Discussion: If you believe you have a call to the priesthood, it’s okay to keep it confidential as you pray and reflect on its meaning. However, it is important to know that God has called you not so much because you are worthy, but because of His love for you and His confidence in your ability to serve Him as a priest. When you are ready to tell others of this special invitation from God, it can be very helpful to talk to your parents, parish priest, teacher, school counselor, a friend or a family member. Eventually, you may want to arrange a personal meeting with your diocese’s vocation director to learn more about the priesthood and what is involved in becoming a priest. When speaking with a priest, ask specifically about his experiences and what made him want to become a priest. Also, it’s a good idea to find someone who can be your spiritual director, and for the two of you to meet on a regular basis. The purpose of a spiritual director is to help you better understand where God is leading you in your life. A vocation director may also put you in touch with seminarians who are already preparing to become priests. You may also be invited to attend discussion groups, retreats, and other activities sponsored by your diocese’s Office of Vocations. A visit to a seminary to see what life is like for those preparing for the priesthood is strongly encouraged.
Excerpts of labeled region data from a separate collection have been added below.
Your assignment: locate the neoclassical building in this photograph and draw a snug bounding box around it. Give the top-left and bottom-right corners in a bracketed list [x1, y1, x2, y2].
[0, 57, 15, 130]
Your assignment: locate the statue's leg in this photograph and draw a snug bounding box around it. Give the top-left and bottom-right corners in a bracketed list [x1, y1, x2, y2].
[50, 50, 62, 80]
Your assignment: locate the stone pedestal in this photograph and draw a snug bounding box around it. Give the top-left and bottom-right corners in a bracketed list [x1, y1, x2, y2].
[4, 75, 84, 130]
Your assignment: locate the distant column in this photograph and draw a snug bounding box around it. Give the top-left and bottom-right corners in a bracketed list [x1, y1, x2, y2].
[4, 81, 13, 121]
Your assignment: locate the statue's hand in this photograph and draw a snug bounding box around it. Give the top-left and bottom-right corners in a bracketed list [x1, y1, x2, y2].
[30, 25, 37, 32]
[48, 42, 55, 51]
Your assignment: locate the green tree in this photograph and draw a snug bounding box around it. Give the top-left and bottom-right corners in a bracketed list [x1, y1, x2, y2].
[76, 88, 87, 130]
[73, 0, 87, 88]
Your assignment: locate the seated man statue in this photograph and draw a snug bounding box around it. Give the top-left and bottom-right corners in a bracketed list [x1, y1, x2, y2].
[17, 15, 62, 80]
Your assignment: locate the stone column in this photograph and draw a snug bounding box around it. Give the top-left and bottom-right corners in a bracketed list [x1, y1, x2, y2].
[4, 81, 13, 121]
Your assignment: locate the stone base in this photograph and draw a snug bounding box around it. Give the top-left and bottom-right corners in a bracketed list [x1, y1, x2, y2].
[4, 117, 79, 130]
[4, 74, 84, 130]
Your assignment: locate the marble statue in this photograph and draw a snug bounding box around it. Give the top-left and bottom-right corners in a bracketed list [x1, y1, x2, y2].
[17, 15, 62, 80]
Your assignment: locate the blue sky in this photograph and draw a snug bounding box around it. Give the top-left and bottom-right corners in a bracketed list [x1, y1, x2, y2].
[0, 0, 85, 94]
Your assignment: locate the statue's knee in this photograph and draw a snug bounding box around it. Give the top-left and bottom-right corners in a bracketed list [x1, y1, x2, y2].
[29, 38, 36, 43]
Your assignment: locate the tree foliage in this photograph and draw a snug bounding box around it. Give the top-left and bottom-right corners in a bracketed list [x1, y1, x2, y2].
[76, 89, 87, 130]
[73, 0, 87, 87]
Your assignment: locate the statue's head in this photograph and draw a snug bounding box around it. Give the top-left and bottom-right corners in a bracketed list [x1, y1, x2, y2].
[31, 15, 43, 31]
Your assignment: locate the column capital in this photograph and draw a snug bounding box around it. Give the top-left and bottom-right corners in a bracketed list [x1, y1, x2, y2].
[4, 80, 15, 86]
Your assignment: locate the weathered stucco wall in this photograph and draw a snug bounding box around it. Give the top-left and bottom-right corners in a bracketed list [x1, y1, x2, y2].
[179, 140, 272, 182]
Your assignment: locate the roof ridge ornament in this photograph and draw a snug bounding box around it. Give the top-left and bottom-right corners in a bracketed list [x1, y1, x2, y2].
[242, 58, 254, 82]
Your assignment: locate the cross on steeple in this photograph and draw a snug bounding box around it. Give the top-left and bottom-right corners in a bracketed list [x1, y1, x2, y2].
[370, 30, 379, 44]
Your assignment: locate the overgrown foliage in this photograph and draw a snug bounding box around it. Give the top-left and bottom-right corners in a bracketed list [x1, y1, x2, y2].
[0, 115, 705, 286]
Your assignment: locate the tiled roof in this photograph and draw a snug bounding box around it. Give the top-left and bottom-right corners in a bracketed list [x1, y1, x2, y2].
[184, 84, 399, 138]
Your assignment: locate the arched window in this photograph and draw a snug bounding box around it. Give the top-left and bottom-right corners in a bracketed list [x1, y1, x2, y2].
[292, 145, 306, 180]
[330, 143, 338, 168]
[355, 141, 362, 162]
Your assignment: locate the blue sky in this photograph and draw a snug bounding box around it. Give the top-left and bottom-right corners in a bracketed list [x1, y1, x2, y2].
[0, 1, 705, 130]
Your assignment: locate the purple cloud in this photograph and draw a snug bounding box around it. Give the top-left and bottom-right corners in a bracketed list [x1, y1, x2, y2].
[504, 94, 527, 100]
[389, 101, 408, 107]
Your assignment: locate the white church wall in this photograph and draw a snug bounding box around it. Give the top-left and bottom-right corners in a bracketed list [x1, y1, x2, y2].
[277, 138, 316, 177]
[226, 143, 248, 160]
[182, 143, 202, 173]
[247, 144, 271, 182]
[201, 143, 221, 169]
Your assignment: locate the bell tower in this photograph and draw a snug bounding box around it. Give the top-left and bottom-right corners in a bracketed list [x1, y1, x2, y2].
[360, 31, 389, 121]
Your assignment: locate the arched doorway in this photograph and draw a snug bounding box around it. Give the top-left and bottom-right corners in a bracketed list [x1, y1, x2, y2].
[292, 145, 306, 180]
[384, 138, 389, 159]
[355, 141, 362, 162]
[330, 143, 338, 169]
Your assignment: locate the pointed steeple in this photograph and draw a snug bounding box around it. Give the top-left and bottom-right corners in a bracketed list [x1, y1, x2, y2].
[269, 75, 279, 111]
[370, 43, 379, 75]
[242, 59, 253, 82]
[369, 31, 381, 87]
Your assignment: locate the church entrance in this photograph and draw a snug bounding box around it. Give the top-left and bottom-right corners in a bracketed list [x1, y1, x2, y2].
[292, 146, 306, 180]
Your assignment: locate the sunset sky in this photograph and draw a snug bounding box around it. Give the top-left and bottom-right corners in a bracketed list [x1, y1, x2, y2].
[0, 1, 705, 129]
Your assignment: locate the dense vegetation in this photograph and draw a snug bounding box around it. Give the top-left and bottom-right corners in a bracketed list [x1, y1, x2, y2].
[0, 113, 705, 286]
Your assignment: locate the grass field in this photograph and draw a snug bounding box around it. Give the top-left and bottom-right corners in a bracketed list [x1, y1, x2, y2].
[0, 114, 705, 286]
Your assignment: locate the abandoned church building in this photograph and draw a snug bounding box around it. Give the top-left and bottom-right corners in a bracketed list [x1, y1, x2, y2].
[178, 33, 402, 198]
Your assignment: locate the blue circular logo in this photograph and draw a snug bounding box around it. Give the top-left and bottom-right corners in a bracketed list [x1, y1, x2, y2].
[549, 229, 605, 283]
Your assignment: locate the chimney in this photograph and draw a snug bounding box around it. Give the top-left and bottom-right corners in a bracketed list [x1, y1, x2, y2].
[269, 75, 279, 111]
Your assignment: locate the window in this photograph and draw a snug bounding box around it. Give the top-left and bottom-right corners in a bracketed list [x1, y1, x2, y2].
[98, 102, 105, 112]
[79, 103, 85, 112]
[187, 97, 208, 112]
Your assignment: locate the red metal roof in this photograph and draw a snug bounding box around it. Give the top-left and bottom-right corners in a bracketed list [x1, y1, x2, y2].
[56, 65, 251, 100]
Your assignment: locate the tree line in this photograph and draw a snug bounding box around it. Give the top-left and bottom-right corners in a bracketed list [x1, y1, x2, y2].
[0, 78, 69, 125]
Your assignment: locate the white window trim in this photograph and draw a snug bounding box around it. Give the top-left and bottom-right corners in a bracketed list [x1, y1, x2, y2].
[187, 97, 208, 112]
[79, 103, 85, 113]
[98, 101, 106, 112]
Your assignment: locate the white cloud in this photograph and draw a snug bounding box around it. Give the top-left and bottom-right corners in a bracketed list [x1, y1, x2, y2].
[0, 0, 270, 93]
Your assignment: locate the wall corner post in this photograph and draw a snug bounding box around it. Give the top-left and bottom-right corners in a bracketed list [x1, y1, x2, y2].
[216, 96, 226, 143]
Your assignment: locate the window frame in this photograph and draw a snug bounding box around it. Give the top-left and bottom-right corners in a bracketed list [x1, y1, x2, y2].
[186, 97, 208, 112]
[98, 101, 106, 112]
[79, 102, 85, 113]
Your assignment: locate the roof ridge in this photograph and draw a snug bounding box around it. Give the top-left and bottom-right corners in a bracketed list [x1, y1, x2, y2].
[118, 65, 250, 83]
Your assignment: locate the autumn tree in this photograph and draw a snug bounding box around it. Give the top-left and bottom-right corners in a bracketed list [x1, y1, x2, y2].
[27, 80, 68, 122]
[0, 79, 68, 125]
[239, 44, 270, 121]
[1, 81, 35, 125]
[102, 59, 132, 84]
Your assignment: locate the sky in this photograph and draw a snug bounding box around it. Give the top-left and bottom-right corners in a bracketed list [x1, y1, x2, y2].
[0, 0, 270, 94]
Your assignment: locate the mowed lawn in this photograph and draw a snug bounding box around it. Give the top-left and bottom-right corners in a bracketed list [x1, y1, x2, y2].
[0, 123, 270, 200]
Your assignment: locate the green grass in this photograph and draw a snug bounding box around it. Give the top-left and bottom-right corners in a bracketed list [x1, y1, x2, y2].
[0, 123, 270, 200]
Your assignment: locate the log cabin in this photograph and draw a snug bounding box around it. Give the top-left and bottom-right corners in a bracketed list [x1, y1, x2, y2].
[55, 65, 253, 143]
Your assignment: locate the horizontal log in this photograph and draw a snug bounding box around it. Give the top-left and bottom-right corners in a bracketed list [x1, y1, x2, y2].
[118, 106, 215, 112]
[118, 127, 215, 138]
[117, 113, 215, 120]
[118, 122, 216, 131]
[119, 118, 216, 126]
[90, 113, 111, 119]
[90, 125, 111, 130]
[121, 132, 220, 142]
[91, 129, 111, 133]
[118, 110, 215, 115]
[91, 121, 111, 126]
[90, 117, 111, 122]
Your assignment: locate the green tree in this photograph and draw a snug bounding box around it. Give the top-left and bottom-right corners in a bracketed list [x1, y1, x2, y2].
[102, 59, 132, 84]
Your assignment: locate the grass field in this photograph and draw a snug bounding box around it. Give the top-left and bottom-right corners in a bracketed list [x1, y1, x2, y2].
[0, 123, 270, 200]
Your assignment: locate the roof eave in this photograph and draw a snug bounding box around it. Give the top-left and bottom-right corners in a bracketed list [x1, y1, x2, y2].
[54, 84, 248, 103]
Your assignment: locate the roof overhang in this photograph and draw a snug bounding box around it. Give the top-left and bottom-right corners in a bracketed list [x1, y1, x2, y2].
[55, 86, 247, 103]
Application: Once you decide you want to continue your discernment as a seminarian, you will need to apply to become affiliated with a diocese or a religious order. The application process is very thorough, and once completed will be used to determine whether you will be accepted as a candidate for the priesthood. Once accepted, you will need to apply to a seminary. Most dioceses and religious orders have a list of seminaries they typically send their candidates to. Depending on your age and educational background, you will be directed to apply to a college seminary program, a program of pre-theology, or a program of theology. Most candidates for the priesthood are required to obtain a background in philosophy before studying theology.
Formation: Once you enter the seminary you will begin the formation process, taking part in programs that will nourish you and help you grow in the areas of human, spiritual, academic and pastoral development. This process also prepares you to effectively fulfill the duties and responsibilities required of a priest. In terms of your studies, you will need to be an average or above average student and have the ability to pass the graduate-level courses the seminary will require in order to serve the Christian community well. Friendships are encouraged with both men and women, but dating is not part of a seminarian’s life, since he is preparing for a life of celibacy, not marriage. Usually, about a year before ordination to the priesthood, a seminarian is ordained to the Transitional Diaconate (so named because the seminarian is in transition to the priesthood, and to differentiate this from the Permanent Diaconate). At this point you will be asked to make a promise of celibacy and obedience to your bishop or religious superior. After much study, work, and prayer – not to mention an amazing journey – God-willing, you will be recommended to receive holy orders and become a priest of Jesus Christ!